2 MIN. DE LECTURA
* Empire State manufacturing, housing data due
* Euro hits fresh 12-year low, oil falls
* Futures up: Dow 63 pts, S&P 8 pts, Nasdaq 15 pts
March 16 (Reuters) - U.S. stock index futures were up on Monday after three weeks of losses for the Dow and S&P as investors awaited the release of manufacturing and housing data.
* The benchmark S&P 500 has fallen 2.7 percent in the last three weeks including a 0.9 percent drop last week. The Dow lost 0.6 percent last week while the Nasdaq declined 1.1 percent for the week.

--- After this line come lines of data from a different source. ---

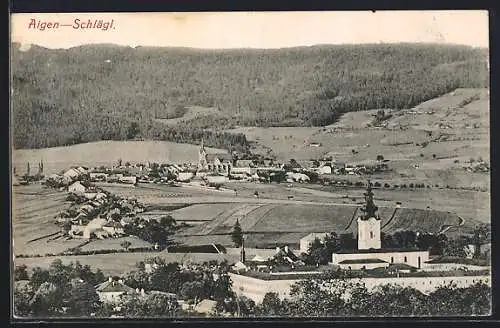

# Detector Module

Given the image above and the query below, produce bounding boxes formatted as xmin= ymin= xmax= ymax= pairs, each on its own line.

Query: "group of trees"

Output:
xmin=253 ymin=278 xmax=490 ymax=317
xmin=123 ymin=215 xmax=179 ymax=250
xmin=13 ymin=260 xmax=106 ymax=317
xmin=12 ymin=43 xmax=487 ymax=149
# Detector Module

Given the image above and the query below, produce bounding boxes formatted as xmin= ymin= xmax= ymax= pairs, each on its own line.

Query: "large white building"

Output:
xmin=331 ymin=182 xmax=430 ymax=270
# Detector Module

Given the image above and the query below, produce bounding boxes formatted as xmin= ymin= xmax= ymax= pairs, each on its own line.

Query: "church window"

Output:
xmin=370 ymin=231 xmax=374 ymax=239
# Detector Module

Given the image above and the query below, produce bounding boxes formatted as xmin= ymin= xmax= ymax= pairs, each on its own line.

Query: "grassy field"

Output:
xmin=173 ymin=200 xmax=474 ymax=248
xmin=12 ymin=185 xmax=70 ymax=255
xmin=79 ymin=236 xmax=153 ymax=252
xmin=154 ymin=106 xmax=222 ymax=126
xmin=12 ymin=140 xmax=226 ymax=175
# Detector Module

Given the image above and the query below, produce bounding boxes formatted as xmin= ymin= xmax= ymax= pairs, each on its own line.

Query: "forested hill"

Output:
xmin=11 ymin=43 xmax=488 ymax=149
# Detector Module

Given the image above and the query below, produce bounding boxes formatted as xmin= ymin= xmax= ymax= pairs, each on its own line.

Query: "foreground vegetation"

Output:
xmin=13 ymin=258 xmax=491 ymax=318
xmin=12 ymin=43 xmax=487 ymax=150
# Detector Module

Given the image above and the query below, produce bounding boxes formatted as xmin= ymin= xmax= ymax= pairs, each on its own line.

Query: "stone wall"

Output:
xmin=229 ymin=272 xmax=491 ymax=304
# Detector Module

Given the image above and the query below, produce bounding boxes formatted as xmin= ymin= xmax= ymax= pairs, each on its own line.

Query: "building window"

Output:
xmin=404 ymin=256 xmax=407 ymax=263
xmin=370 ymin=231 xmax=374 ymax=239
xmin=391 ymin=257 xmax=394 ymax=263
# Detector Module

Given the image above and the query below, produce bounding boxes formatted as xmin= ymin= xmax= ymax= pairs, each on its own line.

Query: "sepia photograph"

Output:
xmin=10 ymin=10 xmax=491 ymax=319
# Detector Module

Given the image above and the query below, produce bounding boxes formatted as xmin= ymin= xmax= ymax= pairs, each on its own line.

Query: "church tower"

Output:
xmin=357 ymin=181 xmax=381 ymax=250
xmin=198 ymin=138 xmax=208 ymax=170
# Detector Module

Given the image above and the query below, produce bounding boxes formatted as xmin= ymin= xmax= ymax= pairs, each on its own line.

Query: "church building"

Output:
xmin=198 ymin=139 xmax=233 ymax=175
xmin=331 ymin=182 xmax=429 ymax=271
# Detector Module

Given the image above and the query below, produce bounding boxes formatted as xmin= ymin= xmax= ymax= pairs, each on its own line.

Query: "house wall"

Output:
xmin=339 ymin=262 xmax=389 ymax=270
xmin=98 ymin=291 xmax=125 ymax=303
xmin=422 ymin=263 xmax=489 ymax=272
xmin=229 ymin=273 xmax=491 ymax=304
xmin=332 ymin=251 xmax=429 ymax=269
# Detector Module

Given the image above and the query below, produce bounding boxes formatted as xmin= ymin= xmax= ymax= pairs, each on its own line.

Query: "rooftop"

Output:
xmin=335 ymin=248 xmax=427 ymax=254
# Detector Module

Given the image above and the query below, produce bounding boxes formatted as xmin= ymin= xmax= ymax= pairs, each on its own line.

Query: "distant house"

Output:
xmin=291 ymin=173 xmax=310 ymax=183
xmin=63 ymin=168 xmax=81 ymax=182
xmin=177 ymin=172 xmax=195 ymax=182
xmin=299 ymin=232 xmax=331 ymax=254
xmin=89 ymin=172 xmax=108 ymax=182
xmin=232 ymin=261 xmax=249 ymax=272
xmin=68 ymin=181 xmax=86 ymax=194
xmin=95 ymin=277 xmax=135 ymax=303
xmin=119 ymin=176 xmax=137 ymax=185
xmin=75 ymin=166 xmax=88 ymax=175
xmin=317 ymin=165 xmax=332 ymax=175
xmin=84 ymin=218 xmax=108 ymax=239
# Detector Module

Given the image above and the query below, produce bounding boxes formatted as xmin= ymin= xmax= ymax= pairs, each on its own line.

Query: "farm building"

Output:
xmin=95 ymin=277 xmax=135 ymax=303
xmin=68 ymin=181 xmax=86 ymax=194
xmin=331 ymin=183 xmax=430 ymax=270
xmin=299 ymin=232 xmax=331 ymax=254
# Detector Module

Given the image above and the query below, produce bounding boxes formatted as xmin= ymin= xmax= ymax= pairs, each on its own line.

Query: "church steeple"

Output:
xmin=360 ymin=180 xmax=379 ymax=220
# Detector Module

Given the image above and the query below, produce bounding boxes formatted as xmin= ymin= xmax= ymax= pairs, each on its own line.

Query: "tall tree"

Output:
xmin=231 ymin=219 xmax=244 ymax=247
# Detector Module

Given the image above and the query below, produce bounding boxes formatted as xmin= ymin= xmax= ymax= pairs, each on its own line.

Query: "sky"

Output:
xmin=11 ymin=11 xmax=489 ymax=50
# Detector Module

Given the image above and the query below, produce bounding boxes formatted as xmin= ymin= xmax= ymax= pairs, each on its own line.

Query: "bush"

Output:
xmin=384 ymin=183 xmax=390 ymax=188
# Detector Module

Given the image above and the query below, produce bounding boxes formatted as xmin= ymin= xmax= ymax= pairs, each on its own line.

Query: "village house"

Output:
xmin=83 ymin=218 xmax=108 ymax=239
xmin=95 ymin=277 xmax=136 ymax=304
xmin=316 ymin=164 xmax=332 ymax=175
xmin=68 ymin=181 xmax=87 ymax=195
xmin=63 ymin=168 xmax=81 ymax=183
xmin=299 ymin=232 xmax=331 ymax=254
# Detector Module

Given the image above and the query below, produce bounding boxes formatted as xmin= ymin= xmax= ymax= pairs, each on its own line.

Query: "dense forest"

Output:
xmin=11 ymin=43 xmax=488 ymax=149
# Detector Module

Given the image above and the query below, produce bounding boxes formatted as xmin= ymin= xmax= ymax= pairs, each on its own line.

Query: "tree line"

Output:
xmin=12 ymin=43 xmax=488 ymax=149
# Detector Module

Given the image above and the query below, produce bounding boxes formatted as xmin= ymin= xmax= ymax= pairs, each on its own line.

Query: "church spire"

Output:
xmin=360 ymin=180 xmax=379 ymax=220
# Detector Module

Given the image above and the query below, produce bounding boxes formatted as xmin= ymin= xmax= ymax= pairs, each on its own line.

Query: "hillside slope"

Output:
xmin=11 ymin=43 xmax=488 ymax=149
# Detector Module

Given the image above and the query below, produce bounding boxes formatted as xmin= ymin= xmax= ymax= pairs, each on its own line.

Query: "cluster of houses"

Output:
xmin=54 ymin=175 xmax=145 ymax=241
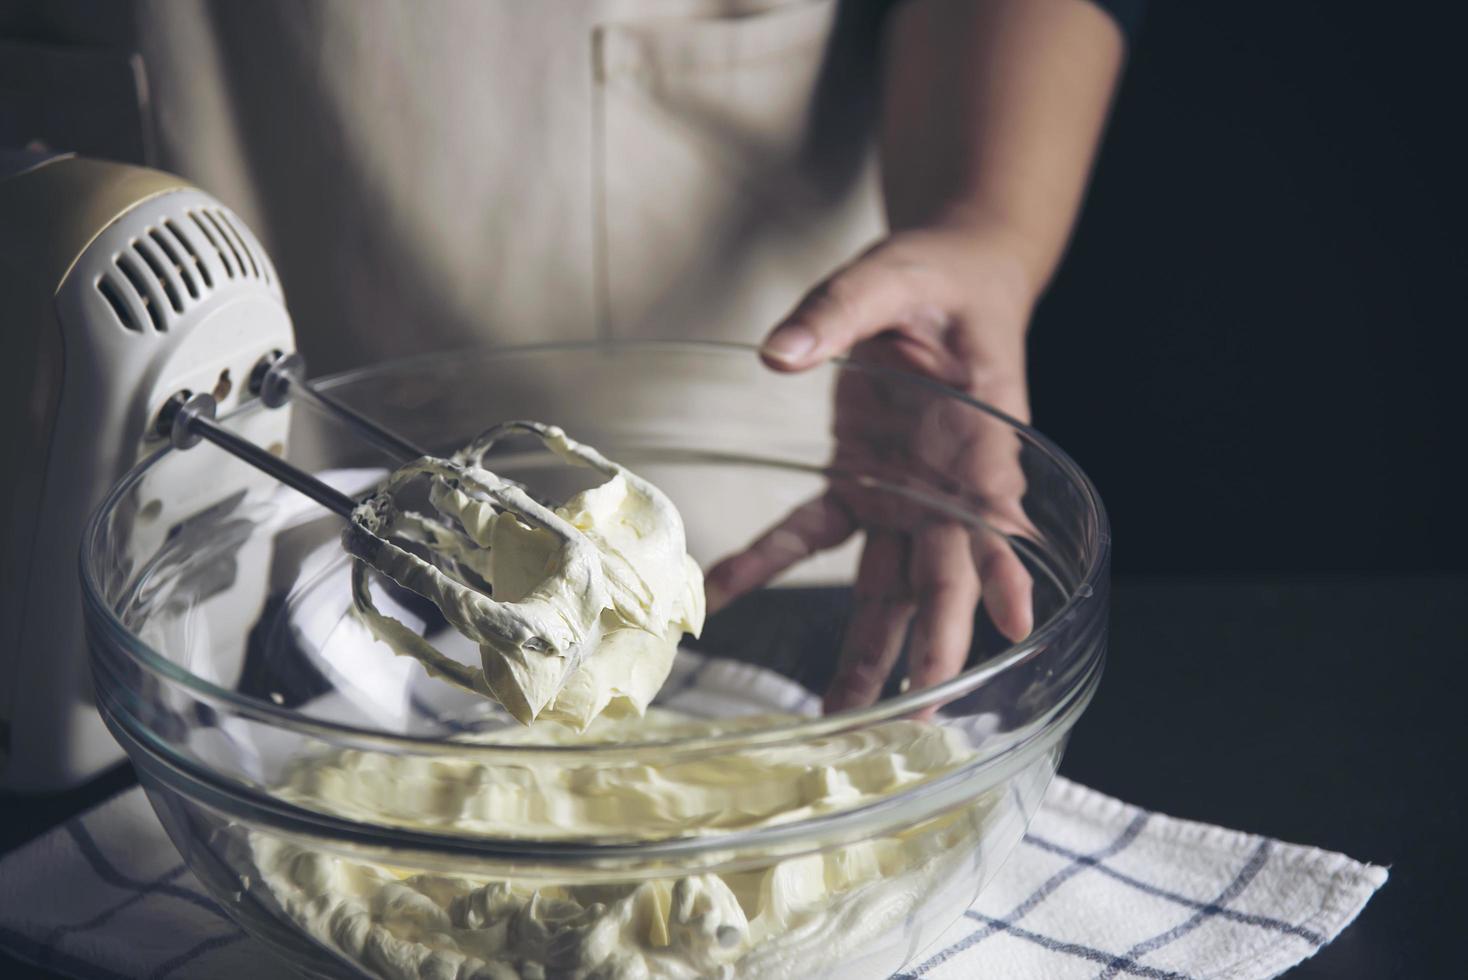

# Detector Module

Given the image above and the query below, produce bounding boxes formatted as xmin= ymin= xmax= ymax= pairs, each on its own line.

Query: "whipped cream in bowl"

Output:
xmin=81 ymin=343 xmax=1109 ymax=980
xmin=233 ymin=425 xmax=1019 ymax=978
xmin=240 ymin=703 xmax=1013 ymax=980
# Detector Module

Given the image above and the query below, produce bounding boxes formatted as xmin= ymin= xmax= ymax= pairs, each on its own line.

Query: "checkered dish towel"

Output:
xmin=0 ymin=657 xmax=1385 ymax=980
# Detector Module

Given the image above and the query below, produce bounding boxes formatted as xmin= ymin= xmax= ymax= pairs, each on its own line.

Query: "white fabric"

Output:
xmin=0 ymin=656 xmax=1386 ymax=980
xmin=1 ymin=0 xmax=885 ymax=373
xmin=0 ymin=778 xmax=1386 ymax=980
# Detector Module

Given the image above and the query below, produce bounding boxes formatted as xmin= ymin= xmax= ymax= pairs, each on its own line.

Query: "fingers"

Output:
xmin=918 ymin=392 xmax=1041 ymax=543
xmin=905 ymin=524 xmax=982 ymax=694
xmin=824 ymin=530 xmax=915 ymax=714
xmin=703 ymin=491 xmax=857 ymax=613
xmin=924 ymin=372 xmax=1035 ymax=643
xmin=972 ymin=527 xmax=1035 ymax=643
xmin=821 ymin=522 xmax=1033 ymax=717
xmin=760 ymin=246 xmax=950 ymax=373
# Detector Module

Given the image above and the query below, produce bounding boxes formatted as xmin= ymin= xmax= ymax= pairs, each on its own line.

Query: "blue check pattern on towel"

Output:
xmin=0 ymin=777 xmax=1388 ymax=980
xmin=0 ymin=657 xmax=1385 ymax=979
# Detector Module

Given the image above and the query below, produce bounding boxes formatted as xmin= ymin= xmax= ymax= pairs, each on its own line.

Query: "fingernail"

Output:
xmin=761 ymin=325 xmax=817 ymax=364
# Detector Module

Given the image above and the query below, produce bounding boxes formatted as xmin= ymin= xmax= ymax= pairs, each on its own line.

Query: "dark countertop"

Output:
xmin=1061 ymin=573 xmax=1464 ymax=978
xmin=3 ymin=573 xmax=1461 ymax=977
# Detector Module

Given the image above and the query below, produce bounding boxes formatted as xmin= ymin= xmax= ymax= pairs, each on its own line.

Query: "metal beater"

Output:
xmin=153 ymin=351 xmax=627 ymax=690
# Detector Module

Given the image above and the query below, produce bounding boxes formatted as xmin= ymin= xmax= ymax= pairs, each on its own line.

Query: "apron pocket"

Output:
xmin=593 ymin=0 xmax=884 ymax=343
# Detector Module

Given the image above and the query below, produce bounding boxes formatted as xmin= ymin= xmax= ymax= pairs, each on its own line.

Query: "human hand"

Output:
xmin=704 ymin=220 xmax=1041 ymax=712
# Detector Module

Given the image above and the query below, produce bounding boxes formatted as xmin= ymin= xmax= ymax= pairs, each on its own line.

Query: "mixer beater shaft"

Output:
xmin=150 ymin=369 xmax=655 ymax=708
xmin=154 ymin=390 xmax=357 ymax=517
xmin=250 ymin=350 xmax=423 ymax=463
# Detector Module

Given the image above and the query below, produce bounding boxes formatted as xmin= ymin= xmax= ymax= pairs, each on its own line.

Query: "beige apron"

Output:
xmin=2 ymin=0 xmax=887 ymax=373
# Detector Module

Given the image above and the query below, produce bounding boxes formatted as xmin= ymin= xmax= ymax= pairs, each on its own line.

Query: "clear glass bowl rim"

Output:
xmin=80 ymin=340 xmax=1111 ymax=759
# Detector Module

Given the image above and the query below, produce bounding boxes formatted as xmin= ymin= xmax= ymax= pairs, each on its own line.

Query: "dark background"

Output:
xmin=1027 ymin=9 xmax=1466 ymax=976
xmin=1031 ymin=0 xmax=1464 ymax=574
xmin=1038 ymin=11 xmax=1467 ymax=971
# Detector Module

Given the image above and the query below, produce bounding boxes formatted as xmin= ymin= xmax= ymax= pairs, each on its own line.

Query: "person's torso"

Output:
xmin=1 ymin=0 xmax=889 ymax=371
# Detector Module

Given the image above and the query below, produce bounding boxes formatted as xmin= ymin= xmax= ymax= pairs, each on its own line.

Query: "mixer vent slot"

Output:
xmin=112 ymin=253 xmax=166 ymax=331
xmin=149 ymin=228 xmax=199 ymax=299
xmin=189 ymin=210 xmax=237 ymax=279
xmin=163 ymin=219 xmax=213 ymax=289
xmin=95 ymin=275 xmax=142 ymax=332
xmin=211 ymin=209 xmax=265 ymax=281
xmin=130 ymin=239 xmax=184 ymax=315
xmin=187 ymin=208 xmax=267 ymax=283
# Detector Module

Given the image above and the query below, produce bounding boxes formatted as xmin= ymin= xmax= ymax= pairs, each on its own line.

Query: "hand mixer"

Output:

* Investors were cautious ahead of a U.S. Federal Reserve statement due out on Wednesday as they expect the central bank to give a clearer signal on the timing of its first interest rate hike in almost a decade.
* The New York Fed's Empire State manufacturing survey is due out at 8:30 a.m. EDT (1230 GMT), followed by Industrial production numbers at 9:15 a.m., while NAHB/Wells Fargo Housing Market Index data is scheduled for release at 10:00 a.m.
* European shares rose on Monday with Germany's DAX hitting a record high as the euro struck a fresh 12-year low. Investors bet the currency's fall will boost European corporate earnings while the rising dollar has been hurting the earnings of U.S. multinational firms.
* Uncertainty over Greece continued with leftist Prime Minister Alexis Tsipras saying on Monday that he would not accept a return to austerity, though he was convinced the country would strike a deal with international partners to keep finances afloat.
* Brent crude oil fell to around $54 a barrel on Monday, its lowest for more than a month, on rising global inventories and signs of a possible nuclear deal with Tehran that could allow more Iranian oil exports.
Futures snapshot at 7:20 a.m.:
* S&P 500 e-minis were up 8 points, or 0.39 percent, with 89,383 contracts changing hands.
* Nasdaq 100 e-minis were up 15 points, or 0.35 percent, in volume of 5,373 contracts.
* Dow e-minis were up 63 points, or 0.36 percent, with 5,007 contracts changing hands.